LOS ANGELES (CNS/FOX 11) - The Archdiocese of Los Angeles issued a statement Monday saying that Katy Perry, rather than a woman who owns several restaurants, is entitled to purchase a Los Feliz property formerly used as a convent because the singer offered a better deal that will protect the nuns.

The statement comes 10 days after the archdiocese filed a lawsuit asking a judge to block the sale of the property, which is currently used as a house of prayer for priests, to nightlife maven Dana Hollister.

The June 19 suit states Hollister is considering using the property for a boutique hotel with a restaurant and bar and that the Sisters of the Most Holy and Immaculate Heart of the Blessed Virgin Mary have already agreed to Hollister's purchase of the buildings in the 3400 block of Waverly Drive (map).

According to the lawsuit, the archdiocese's lease of the buildings for the priests' house of prayer has a remaining term of 77 years.

"Terminating that lease cannot occur without the consent and agreement of the archdiocese, which is highly unlikely to occur under this transaction,'' the suit states.

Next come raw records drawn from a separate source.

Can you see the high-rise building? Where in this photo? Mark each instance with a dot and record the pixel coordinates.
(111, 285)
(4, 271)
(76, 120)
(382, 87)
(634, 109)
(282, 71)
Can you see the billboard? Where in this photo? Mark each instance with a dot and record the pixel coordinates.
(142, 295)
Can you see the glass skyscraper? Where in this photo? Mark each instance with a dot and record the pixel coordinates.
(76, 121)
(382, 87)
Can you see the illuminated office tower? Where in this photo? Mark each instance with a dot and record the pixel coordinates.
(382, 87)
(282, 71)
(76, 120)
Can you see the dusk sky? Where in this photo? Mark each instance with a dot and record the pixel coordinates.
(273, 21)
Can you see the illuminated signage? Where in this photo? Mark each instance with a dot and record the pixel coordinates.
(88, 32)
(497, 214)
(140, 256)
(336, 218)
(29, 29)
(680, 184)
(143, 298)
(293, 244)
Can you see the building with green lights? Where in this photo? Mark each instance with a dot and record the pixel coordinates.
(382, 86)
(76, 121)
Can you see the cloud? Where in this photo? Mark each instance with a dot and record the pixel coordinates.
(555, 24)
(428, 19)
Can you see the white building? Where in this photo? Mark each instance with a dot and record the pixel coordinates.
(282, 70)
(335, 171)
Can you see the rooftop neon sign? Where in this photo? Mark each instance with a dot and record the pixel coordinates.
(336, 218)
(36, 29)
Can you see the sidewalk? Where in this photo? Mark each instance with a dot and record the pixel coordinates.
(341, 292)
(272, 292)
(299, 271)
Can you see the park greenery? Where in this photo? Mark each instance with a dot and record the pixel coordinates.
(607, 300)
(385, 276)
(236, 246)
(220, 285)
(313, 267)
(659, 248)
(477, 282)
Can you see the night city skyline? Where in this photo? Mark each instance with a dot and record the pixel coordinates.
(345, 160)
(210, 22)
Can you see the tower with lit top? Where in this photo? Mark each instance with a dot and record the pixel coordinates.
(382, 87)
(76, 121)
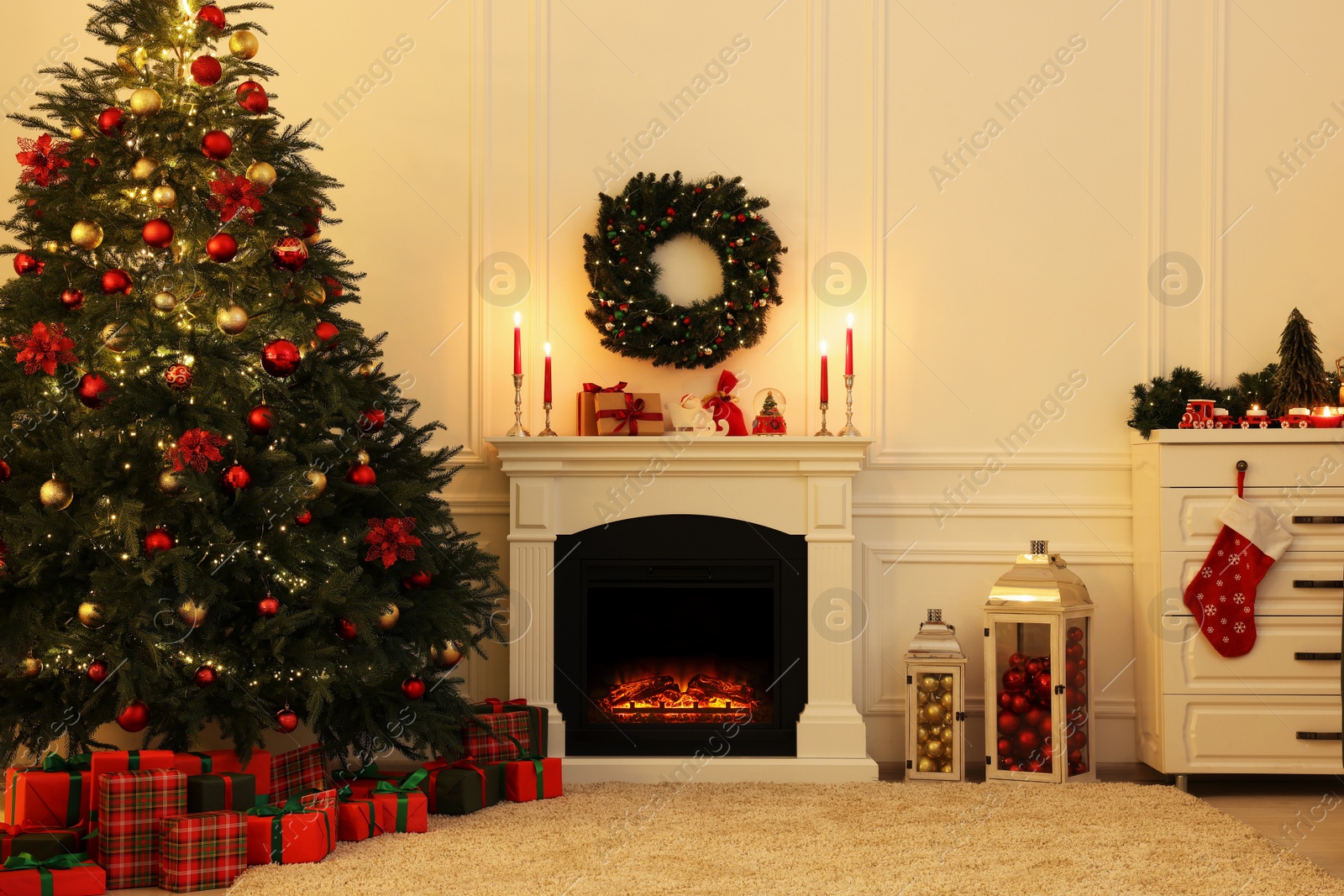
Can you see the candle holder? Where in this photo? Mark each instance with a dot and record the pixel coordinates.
(517, 407)
(848, 406)
(548, 430)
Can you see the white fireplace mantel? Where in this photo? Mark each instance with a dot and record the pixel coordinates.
(799, 485)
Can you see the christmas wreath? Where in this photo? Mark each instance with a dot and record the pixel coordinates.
(633, 317)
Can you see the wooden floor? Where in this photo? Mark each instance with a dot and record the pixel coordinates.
(1304, 813)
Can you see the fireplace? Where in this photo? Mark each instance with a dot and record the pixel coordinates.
(676, 629)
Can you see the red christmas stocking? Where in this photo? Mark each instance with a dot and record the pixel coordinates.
(1222, 594)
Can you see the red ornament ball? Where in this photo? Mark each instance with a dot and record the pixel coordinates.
(280, 358)
(178, 378)
(91, 390)
(261, 418)
(217, 145)
(289, 253)
(207, 71)
(222, 248)
(158, 233)
(134, 718)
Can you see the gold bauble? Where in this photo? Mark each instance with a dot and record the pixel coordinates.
(87, 234)
(145, 102)
(244, 45)
(262, 172)
(55, 493)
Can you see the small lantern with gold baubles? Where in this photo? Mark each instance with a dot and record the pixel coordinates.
(936, 708)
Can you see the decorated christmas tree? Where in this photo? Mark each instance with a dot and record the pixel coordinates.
(215, 506)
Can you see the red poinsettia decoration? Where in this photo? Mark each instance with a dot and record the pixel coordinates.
(234, 196)
(45, 348)
(195, 449)
(42, 160)
(391, 540)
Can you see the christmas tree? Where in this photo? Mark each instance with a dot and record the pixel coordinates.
(215, 506)
(1300, 379)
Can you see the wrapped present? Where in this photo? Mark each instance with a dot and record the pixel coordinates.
(402, 808)
(629, 414)
(215, 761)
(39, 842)
(221, 790)
(69, 875)
(131, 810)
(288, 835)
(202, 851)
(54, 794)
(588, 406)
(463, 788)
(528, 779)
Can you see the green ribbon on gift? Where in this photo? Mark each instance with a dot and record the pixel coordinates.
(24, 862)
(409, 785)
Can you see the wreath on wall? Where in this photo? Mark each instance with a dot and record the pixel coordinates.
(633, 317)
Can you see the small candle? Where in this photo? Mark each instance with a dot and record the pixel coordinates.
(826, 376)
(546, 389)
(517, 344)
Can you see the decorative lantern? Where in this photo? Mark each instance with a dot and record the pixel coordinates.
(1038, 700)
(936, 703)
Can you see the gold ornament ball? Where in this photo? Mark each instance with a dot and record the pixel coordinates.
(244, 45)
(87, 234)
(262, 172)
(145, 102)
(55, 493)
(232, 320)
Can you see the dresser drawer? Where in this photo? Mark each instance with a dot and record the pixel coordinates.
(1191, 665)
(1285, 590)
(1189, 516)
(1247, 735)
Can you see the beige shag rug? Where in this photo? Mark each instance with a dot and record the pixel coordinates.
(916, 840)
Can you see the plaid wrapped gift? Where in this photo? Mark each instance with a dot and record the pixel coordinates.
(71, 875)
(132, 806)
(202, 851)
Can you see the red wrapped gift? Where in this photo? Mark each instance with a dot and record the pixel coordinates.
(54, 794)
(202, 851)
(71, 875)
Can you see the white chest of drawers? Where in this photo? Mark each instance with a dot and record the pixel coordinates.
(1277, 708)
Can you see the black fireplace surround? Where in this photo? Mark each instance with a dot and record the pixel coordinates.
(698, 604)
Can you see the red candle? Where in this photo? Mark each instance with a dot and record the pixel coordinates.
(546, 389)
(517, 344)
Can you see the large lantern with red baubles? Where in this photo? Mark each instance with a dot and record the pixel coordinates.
(1038, 694)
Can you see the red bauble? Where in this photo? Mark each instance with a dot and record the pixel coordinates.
(91, 390)
(159, 540)
(116, 281)
(280, 358)
(134, 718)
(158, 233)
(261, 418)
(217, 145)
(109, 121)
(222, 248)
(178, 378)
(362, 474)
(289, 253)
(235, 479)
(207, 71)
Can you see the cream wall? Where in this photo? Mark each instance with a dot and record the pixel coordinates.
(994, 289)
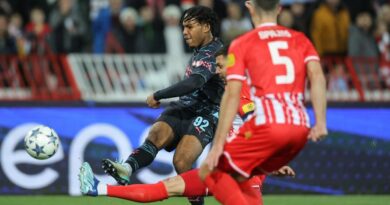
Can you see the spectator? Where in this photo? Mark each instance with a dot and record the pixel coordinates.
(329, 28)
(300, 17)
(235, 24)
(107, 19)
(172, 31)
(15, 30)
(69, 28)
(286, 18)
(383, 40)
(338, 80)
(15, 27)
(151, 28)
(7, 43)
(126, 37)
(219, 7)
(37, 32)
(361, 42)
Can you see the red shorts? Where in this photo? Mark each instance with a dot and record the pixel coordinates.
(262, 149)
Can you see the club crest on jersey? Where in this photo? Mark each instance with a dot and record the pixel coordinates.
(231, 60)
(249, 107)
(201, 63)
(248, 135)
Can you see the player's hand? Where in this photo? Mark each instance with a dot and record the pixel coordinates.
(284, 171)
(318, 132)
(152, 102)
(213, 157)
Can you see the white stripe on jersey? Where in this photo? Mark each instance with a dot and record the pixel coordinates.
(279, 112)
(295, 115)
(286, 109)
(259, 110)
(235, 77)
(300, 101)
(310, 58)
(268, 108)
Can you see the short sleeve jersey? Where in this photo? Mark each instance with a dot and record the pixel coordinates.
(274, 59)
(206, 99)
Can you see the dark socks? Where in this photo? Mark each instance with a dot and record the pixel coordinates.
(142, 156)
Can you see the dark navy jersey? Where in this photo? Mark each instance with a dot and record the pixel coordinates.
(205, 100)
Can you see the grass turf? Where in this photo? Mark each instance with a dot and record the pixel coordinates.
(268, 200)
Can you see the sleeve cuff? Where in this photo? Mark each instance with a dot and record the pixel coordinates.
(311, 58)
(236, 77)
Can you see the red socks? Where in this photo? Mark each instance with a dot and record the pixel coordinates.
(251, 194)
(225, 189)
(139, 192)
(193, 184)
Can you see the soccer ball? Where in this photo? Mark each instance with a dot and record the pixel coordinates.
(41, 142)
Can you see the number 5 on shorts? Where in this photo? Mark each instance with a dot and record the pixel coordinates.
(201, 123)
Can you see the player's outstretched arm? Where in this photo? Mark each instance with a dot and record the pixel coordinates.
(179, 89)
(318, 98)
(284, 171)
(229, 105)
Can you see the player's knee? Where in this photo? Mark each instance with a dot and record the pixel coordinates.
(182, 164)
(175, 186)
(153, 136)
(203, 171)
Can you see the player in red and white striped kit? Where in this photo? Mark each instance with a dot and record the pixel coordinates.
(276, 61)
(186, 184)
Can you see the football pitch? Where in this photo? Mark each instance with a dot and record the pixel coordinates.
(268, 200)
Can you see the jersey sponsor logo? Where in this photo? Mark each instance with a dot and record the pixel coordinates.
(274, 34)
(248, 135)
(231, 60)
(202, 63)
(249, 107)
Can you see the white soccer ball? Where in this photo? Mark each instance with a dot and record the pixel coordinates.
(41, 142)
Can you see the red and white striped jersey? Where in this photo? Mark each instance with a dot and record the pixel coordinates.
(273, 60)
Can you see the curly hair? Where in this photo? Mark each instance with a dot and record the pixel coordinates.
(267, 5)
(203, 15)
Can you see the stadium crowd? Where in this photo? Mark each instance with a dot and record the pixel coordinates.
(341, 28)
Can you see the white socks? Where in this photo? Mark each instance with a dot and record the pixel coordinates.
(102, 189)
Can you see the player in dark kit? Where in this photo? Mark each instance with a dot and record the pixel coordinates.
(189, 123)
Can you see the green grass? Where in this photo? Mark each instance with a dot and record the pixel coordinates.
(268, 200)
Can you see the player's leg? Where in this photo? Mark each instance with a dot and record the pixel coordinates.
(187, 184)
(187, 152)
(199, 133)
(224, 188)
(160, 135)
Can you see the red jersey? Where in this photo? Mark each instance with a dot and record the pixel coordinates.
(273, 58)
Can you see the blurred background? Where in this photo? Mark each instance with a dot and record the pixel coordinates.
(85, 68)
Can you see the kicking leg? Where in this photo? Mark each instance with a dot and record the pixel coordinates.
(160, 135)
(187, 152)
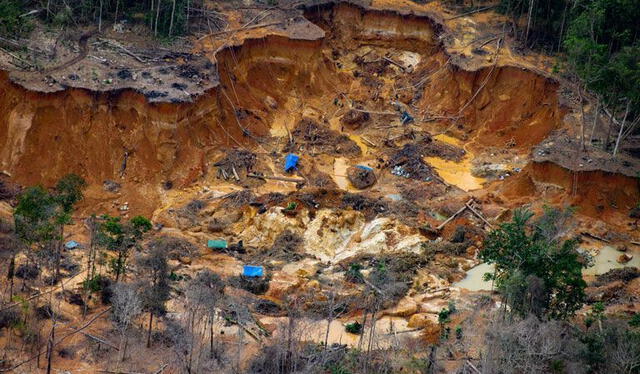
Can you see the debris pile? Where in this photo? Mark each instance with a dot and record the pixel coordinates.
(311, 137)
(408, 163)
(361, 177)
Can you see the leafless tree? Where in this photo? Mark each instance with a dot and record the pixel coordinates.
(127, 305)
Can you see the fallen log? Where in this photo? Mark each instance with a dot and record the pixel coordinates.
(273, 177)
(100, 340)
(466, 205)
(402, 67)
(592, 236)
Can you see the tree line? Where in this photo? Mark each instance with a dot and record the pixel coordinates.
(164, 17)
(599, 42)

The archdiocese had no choice but to sue, the statement reads.

"Unfortunately, the archdiocese had to take civil action to protect against the unauthorized action by Ms. Hollister, which was undertaken after the preferred transaction had been accepted in consultation with the Sisters,'' the archdiocese statement reads.

"The Hollister transaction lacks the required approval from the archdiocese and the Holy See and does not provide a solution for the house of prayer, which is on the property. The Archdiocese continues to work with the sisters to ensure that decisions concerning the sale of the property are made in their best interest. We want to make sure no one takes advantage of the sisters.''

The sale to Hollister was for $10 million, of which only $100,000 has been paid, according to the statement. The proposed sale to Perry would be worth $14.5 million, consisting of $10 million in cash and an agreement to provide an alternative property for the house of prayer worth $4.5 million, according to the archdiocese.

The same day the suit was filed, Los Angeles Superior Court Judge Robert O'Brien issued a temporary restraining order directing Hollister to permit archdiocese officials and their attorneys to enter the property.

The order requires that Hollister be given 24 hours notice if archdiocese representatives want to show the property.

Lawyers for Hollister and the nuns opposed the TRO. Hollister's attorney, Randy Snyder, says in his court papers that Hollister is already the legal title holder of the property and is in possession of it.

A hearing on whether a preliminary injunction should be issued against Hollister is scheduled for July 9.

The Sisters of the Most Holy's activities are overseen by the archdiocese under orders issued in 2005 and 2013 in which the Rev. Thomas Anslow was appointed to act as the legal agent authorized to act in all civil matters on behalf of the institute, the suit states.

Despite such oversight, "unauthorized persons'' associated with the Sisters of the Most Holy organization in April and May reached an agreement to sell the property to Hollister, the suit says.

"Neither (the archdiocese) nor Father Anslow consented to the sale to (Hollister), in writing or otherwise,'' according to the lawsuit.